Defining Real Time

You have had the buildup, now here is the pay off. This is my formal definition of real time.

If the time between when the information is created and when it is available for analysis is imperceptible, then it can be considered real time.

Cool huh? The fun part comes when you tackle the word imperceptible. What does that even mean? There is a lot of latitude in the word “imperceptible”. The reason the word imperceptible is in the definition is because what is considered real time will vary by organization. The question that you have to ask is, what is the interval between when the data is generated, and when someone will notice that it is not there.

Making the definition this flexible rises out of the reality that different organizations analyze their data at different rates. I have worked in organizations where people are pulling data all day and executives really do need the most up to date information. Other organizations have a slower decision cycle where they have fewer analysts and it takes longer between request. It might be so long that you could get away with a micro batch process where you have a batch process that executes more frequently than overnight and with less data, although I do not recommend that. I always tell clients that real time can be five minutes or less.

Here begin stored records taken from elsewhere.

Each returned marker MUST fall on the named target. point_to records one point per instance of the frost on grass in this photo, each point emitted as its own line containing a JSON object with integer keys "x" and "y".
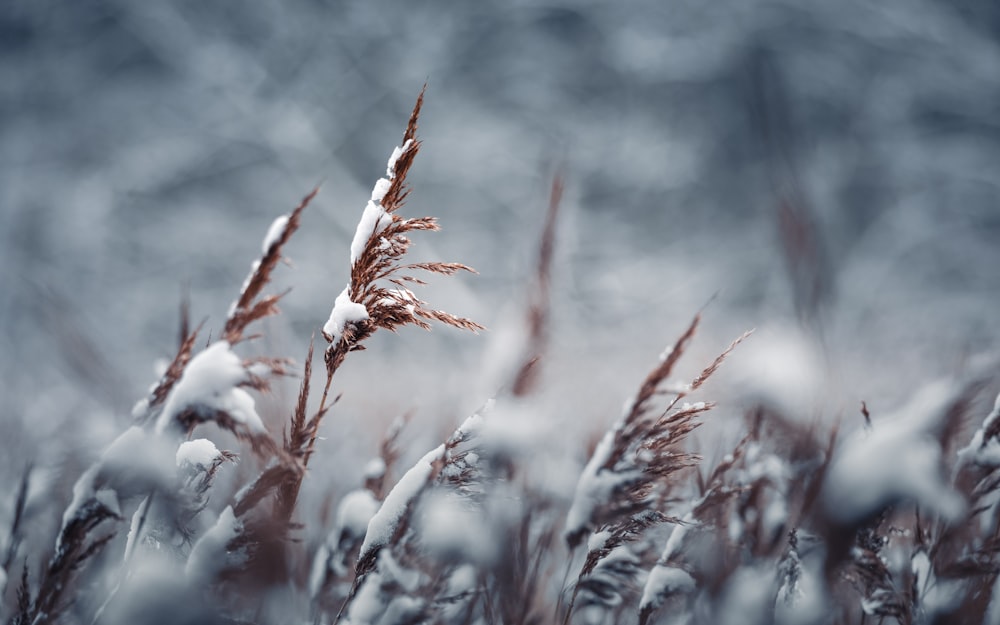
{"x": 383, "y": 525}
{"x": 664, "y": 580}
{"x": 199, "y": 453}
{"x": 373, "y": 220}
{"x": 344, "y": 312}
{"x": 984, "y": 449}
{"x": 133, "y": 464}
{"x": 900, "y": 458}
{"x": 211, "y": 554}
{"x": 212, "y": 383}
{"x": 594, "y": 487}
{"x": 355, "y": 511}
{"x": 274, "y": 233}
{"x": 386, "y": 598}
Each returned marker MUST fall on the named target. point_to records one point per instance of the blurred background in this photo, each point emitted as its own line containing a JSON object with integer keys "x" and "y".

As a practical matter, the technologies required to implement real time analytics usually only work at one speed. As fast as possible. However, when you are talking to executives about implementing real time systems, you have to ease them into it. The concept of getting data “right now” will blow their minds and they will resist. They will resist because they have absolutely no frame of reference for shooting data around that fast in the organization. If you can just talk in terms of “faster”, it is a much easier conversation to have, and then you can wow them later with data that does the Kessel run in less than 12 parsecs.